Los Angeles--Forty-eight hours before the closest thing America has ever had to a national primary, four extraordinary women put on the best campaign rally I’ve seen in 20 years of covering presidential politics.
The pitch-perfect event in U.C.L.A.’s basketball arena started like every other Barack Obama event — chants of “yes we can” and signs pitching the power of hope. Mr. Obama campaigned on the East Coast Sunday, but by the time this rally ended, Michelle Obama, Caroline Kennedy, Oprah Winfrey and Maria Shriver had crystallized the challenge Senator Hillary Clinton will face if she wins the Democratic nomination. She will have to figure out how to preserve the energy and excitement that Mr. Obama has stirred in his supporters, especially in once-alienated young voters.
The most recent poll here suggests that Mr. Obama has cut deeply into a double-digit lead for Mrs. Clinton in the biggest delegate prize of Tuesday’s primaries. Certainly, in that moment at the rally, the Obama campaign seemed to have a monopoly on what is hip, young and glamorous in California.
Before the event got into full swing, giant screens showed a video by will.i.am of the Black Eyed Peas. A visually diverse lineup of stars — the actresses Scarlett Johansson and Amber Valletta; the rapper Common; the singer John Legend; Kareem Abdul-Jabbar — recited and sang along with a film of Mr. Obama’s speech the night he lost the New Hampshire primary.
The crowd was screaming with delight when it saw Ms. Kennedy, who brought her uncle Senator Edward Kennedy and now, remarkably, her cousin Ms. Shriver, wife of Republican Gov. Arnold Schwarzenegger, into the Obama campaign.
Ms. Kennedy previewed Ms. Shriver’s surprising appearance by urging Democrats to “step out of your lives and into this moment in history.”
Ms. Winfrey — finally — spoke to the most emotionally fraught aspect of this contest. “Now look at this campaign: the two front-runners are a black man and a woman,” she said. “What that says to me is we have won the struggle and we have the right to compete.”
Instead of seeing a painful choice, voters, Ms. Winfrey urged, should see a moment when they “are free from the constraints of gender and race.”

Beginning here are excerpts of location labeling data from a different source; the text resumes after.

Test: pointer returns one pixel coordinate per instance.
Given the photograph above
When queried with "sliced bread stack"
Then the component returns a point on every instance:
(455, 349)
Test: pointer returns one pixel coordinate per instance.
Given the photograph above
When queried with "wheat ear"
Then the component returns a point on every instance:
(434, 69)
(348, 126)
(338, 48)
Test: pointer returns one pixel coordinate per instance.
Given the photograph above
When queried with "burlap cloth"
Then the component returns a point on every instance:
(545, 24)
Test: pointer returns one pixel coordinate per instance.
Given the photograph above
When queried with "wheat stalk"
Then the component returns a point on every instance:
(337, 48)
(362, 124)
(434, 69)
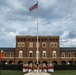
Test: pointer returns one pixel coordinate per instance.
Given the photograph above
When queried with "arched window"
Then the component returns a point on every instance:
(37, 54)
(44, 54)
(20, 54)
(54, 54)
(30, 54)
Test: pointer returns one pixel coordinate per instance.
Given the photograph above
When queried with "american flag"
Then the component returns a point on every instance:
(34, 7)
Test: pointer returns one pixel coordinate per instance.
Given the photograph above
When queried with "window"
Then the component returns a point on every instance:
(20, 54)
(69, 55)
(30, 54)
(30, 44)
(11, 55)
(54, 54)
(44, 54)
(37, 54)
(43, 45)
(37, 44)
(63, 54)
(21, 44)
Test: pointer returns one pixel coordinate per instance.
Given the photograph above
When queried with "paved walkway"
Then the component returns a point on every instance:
(33, 73)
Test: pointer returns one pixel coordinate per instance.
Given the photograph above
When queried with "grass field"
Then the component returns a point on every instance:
(71, 72)
(9, 72)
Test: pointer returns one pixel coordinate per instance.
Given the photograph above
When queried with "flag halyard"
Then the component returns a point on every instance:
(0, 55)
(34, 7)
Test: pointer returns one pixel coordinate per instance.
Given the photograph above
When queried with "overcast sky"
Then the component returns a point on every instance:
(55, 18)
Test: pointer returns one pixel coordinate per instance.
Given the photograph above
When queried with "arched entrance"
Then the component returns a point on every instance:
(38, 62)
(74, 62)
(20, 62)
(44, 63)
(30, 63)
(63, 62)
(54, 62)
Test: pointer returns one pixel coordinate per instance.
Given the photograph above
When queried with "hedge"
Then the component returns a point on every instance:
(64, 67)
(11, 67)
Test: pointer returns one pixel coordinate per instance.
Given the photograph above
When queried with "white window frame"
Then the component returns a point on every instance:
(30, 52)
(44, 53)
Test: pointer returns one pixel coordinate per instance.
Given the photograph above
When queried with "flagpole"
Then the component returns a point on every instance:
(37, 35)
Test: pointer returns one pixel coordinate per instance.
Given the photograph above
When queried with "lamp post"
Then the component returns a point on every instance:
(2, 56)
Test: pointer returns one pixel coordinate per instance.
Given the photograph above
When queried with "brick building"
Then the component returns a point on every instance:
(49, 51)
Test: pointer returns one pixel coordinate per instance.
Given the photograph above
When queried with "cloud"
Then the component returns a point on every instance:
(55, 18)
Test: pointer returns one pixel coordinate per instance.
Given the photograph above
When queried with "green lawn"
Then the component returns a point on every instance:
(71, 72)
(11, 72)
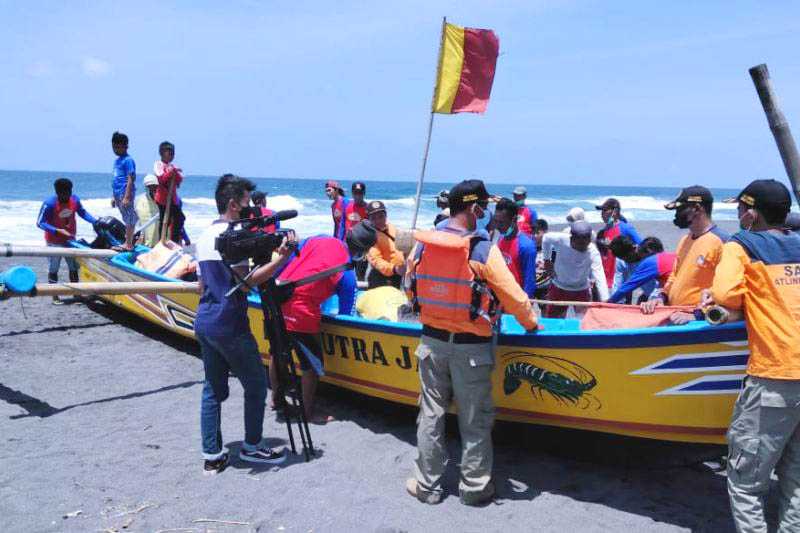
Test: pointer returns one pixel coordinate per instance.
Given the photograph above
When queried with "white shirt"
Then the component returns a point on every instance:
(574, 269)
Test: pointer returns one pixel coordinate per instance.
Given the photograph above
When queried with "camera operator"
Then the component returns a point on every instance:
(223, 331)
(302, 310)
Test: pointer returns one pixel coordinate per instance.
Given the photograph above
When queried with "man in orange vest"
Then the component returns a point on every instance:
(759, 272)
(454, 273)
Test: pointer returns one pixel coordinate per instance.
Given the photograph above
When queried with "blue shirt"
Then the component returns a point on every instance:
(218, 315)
(123, 167)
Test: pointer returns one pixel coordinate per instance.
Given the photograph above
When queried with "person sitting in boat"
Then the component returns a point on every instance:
(385, 260)
(302, 310)
(146, 209)
(168, 176)
(577, 265)
(455, 353)
(222, 329)
(652, 266)
(697, 255)
(759, 273)
(526, 216)
(614, 225)
(519, 250)
(339, 205)
(57, 220)
(259, 199)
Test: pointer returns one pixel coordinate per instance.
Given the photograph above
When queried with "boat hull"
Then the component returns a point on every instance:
(675, 384)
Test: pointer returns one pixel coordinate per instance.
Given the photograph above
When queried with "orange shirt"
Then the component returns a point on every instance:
(696, 259)
(384, 256)
(770, 297)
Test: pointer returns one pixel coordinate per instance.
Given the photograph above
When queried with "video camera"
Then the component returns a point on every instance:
(236, 245)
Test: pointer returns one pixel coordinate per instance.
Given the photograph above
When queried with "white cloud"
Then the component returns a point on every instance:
(94, 67)
(39, 69)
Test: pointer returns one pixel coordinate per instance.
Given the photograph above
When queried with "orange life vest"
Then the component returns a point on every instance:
(444, 285)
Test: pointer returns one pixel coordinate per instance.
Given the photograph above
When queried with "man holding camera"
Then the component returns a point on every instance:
(223, 330)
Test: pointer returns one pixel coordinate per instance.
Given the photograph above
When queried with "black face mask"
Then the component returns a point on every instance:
(682, 218)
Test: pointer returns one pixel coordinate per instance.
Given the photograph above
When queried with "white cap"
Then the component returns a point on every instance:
(575, 214)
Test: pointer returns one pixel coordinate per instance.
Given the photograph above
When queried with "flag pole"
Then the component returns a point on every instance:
(430, 128)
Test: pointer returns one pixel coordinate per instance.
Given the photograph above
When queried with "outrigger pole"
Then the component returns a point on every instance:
(779, 126)
(430, 128)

After watching the candidates struggle with the issue, painfully and awkwardly, in the past month, it was a relief to hear someone finally frame it in a way that celebrated what the Democratic Party has achieved — and then move beyond it.
Ms. Kennedy and Ms. Winfrey have more star power than pretty much anyone in this country. But it was Mrs. Obama who presented the challenge to Mrs. Clinton. Speaking without a script, wandering the stage and pumping her arms, she was intellectually powerful, even fierce at times, in making her political arguments and did not hesitate to jab at the Clintons’ legacy. “In my lifetime,” she said, “through Republican and Democratic administrations, it hasn’t got better for ordinary folks.”

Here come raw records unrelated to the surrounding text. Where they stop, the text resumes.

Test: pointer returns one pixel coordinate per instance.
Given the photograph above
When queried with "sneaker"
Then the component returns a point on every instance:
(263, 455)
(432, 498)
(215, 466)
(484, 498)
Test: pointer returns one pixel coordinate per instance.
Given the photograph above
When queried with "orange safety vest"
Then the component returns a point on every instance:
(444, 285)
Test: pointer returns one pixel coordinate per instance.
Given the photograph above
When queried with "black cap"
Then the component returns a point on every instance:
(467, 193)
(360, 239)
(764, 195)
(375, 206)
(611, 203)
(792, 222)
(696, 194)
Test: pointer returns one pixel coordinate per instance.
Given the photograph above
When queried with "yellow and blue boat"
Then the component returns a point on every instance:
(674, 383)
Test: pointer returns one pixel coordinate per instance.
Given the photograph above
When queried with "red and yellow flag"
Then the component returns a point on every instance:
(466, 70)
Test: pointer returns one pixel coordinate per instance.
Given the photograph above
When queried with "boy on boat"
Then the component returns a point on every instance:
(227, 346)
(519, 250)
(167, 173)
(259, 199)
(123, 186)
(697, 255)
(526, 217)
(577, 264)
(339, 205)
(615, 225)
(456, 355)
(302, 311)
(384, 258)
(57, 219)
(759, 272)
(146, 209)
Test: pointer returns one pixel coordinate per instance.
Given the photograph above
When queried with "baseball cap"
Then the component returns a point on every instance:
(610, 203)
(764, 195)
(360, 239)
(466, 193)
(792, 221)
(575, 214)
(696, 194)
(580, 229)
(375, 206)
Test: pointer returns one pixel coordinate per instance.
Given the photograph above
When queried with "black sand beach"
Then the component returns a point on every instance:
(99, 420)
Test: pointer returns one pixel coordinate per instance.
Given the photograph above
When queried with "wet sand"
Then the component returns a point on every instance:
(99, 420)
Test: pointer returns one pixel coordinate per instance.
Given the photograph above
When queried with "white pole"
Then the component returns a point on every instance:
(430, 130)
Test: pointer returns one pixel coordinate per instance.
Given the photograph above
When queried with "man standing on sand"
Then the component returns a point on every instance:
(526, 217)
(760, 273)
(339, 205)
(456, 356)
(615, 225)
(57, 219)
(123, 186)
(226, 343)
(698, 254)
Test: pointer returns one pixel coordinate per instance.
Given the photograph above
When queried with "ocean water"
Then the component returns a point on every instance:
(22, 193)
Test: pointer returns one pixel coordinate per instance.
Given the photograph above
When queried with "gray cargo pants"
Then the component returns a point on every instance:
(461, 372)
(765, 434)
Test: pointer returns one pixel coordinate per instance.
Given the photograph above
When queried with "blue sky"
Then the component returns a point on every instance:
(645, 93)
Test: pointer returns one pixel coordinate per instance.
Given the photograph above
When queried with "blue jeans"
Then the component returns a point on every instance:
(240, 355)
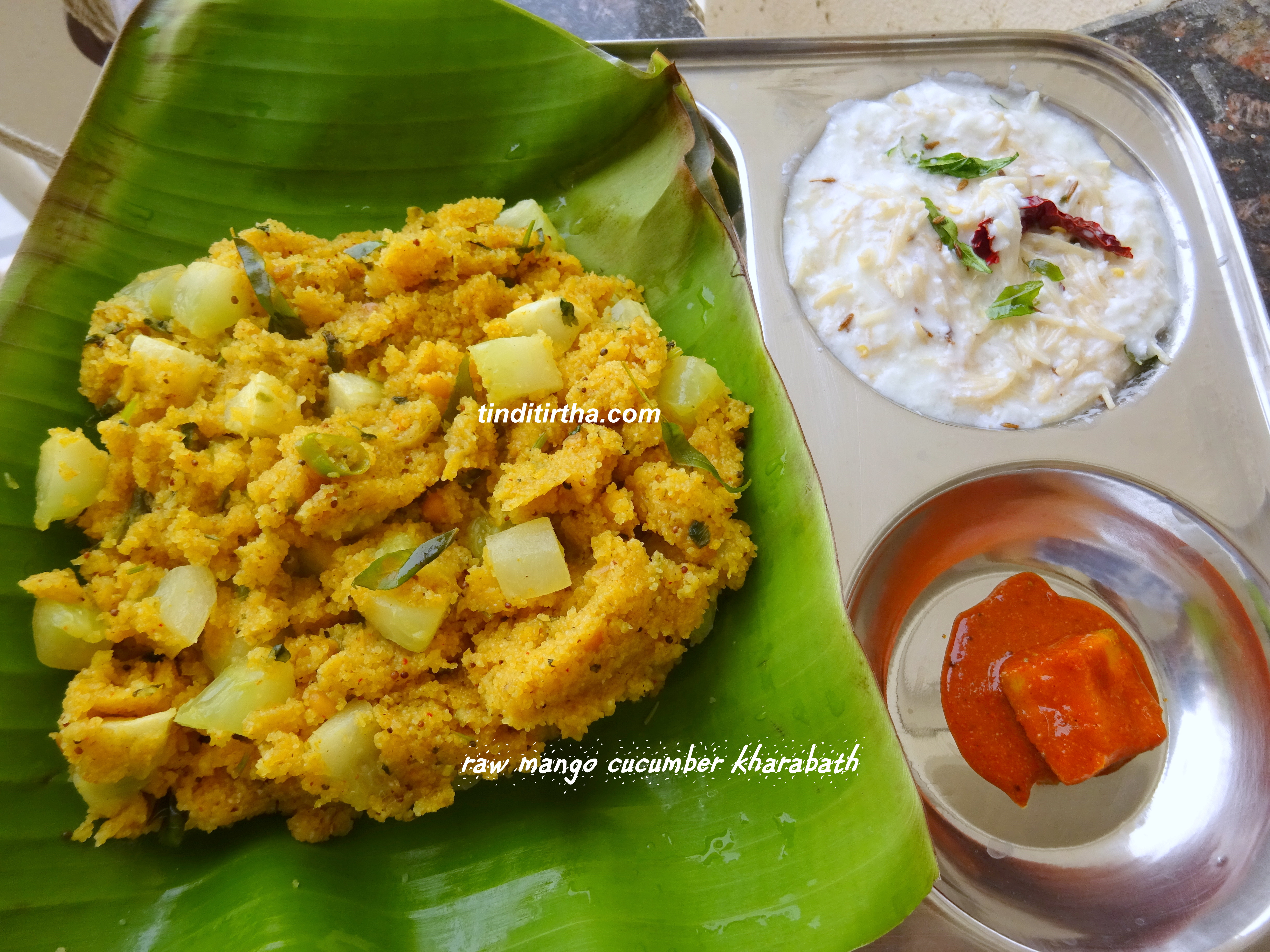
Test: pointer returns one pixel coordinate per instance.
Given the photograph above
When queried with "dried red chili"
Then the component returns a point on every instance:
(982, 243)
(1039, 214)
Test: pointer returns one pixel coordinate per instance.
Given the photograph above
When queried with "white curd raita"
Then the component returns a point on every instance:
(901, 311)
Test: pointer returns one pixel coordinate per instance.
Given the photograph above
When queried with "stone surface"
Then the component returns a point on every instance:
(1217, 55)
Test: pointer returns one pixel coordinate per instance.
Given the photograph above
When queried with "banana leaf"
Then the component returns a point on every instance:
(335, 116)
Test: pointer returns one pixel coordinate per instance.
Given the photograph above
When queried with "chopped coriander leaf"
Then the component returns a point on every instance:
(947, 229)
(1039, 266)
(396, 569)
(1015, 301)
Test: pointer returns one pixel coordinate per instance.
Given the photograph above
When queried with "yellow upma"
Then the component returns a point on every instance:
(239, 644)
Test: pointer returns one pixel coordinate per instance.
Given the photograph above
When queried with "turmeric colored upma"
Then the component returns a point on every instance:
(362, 512)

But she also allowed herself to offer the full-throated praise of her husband that she avoided in earlier stages of the campaign. She spoke about his character, about his ability to lead, and aimed squarely at the criticism that his résumé is too thin.
Mrs. Obama spoke about her husband’s time in the Illinois State Legislature as if it were more important than serving in Congress or as a governor because it made him understand the impact that federal laws have on ordinary Americans. The effect was to put added flesh on Mr. Obama’s broader message of change and hope.

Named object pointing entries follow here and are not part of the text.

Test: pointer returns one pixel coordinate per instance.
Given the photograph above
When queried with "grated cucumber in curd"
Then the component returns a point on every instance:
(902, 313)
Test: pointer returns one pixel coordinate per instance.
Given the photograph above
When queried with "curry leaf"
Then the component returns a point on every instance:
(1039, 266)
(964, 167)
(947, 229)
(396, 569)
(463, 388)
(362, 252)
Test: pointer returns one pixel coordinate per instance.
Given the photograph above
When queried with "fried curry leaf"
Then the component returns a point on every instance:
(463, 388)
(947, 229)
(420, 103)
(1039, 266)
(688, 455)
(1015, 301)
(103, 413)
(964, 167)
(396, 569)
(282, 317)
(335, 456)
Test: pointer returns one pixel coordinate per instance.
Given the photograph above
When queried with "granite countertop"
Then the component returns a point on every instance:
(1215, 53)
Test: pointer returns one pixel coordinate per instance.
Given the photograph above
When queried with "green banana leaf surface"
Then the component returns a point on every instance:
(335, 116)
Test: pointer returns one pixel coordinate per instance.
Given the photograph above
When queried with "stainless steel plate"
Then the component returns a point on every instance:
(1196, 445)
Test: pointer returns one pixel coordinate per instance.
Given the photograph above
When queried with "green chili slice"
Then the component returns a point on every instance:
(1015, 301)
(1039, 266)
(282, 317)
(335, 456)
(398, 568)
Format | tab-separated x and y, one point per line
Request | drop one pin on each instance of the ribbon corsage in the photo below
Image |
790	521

“We are still a nation that is too guided by fear,” she said, adding: “We are raising a generation of young people who are doubtful, who are insular.”
Ultimately, presidential campaigns are — or at least should be — about the candidates, not their spouses or surrogates. Bill Clinton, who packs his own star power, has been a big draw as well as a big drag on his wife’s campaign.
The Times editorial board has endorsed Mrs. Clinton’s candidacy, and we are enthusiastic about her ability to be a great president. But candidates have to win in order to serve. Attending the rally here, we hoped Mrs. Clinton and her team were also watching and listening, very attentively.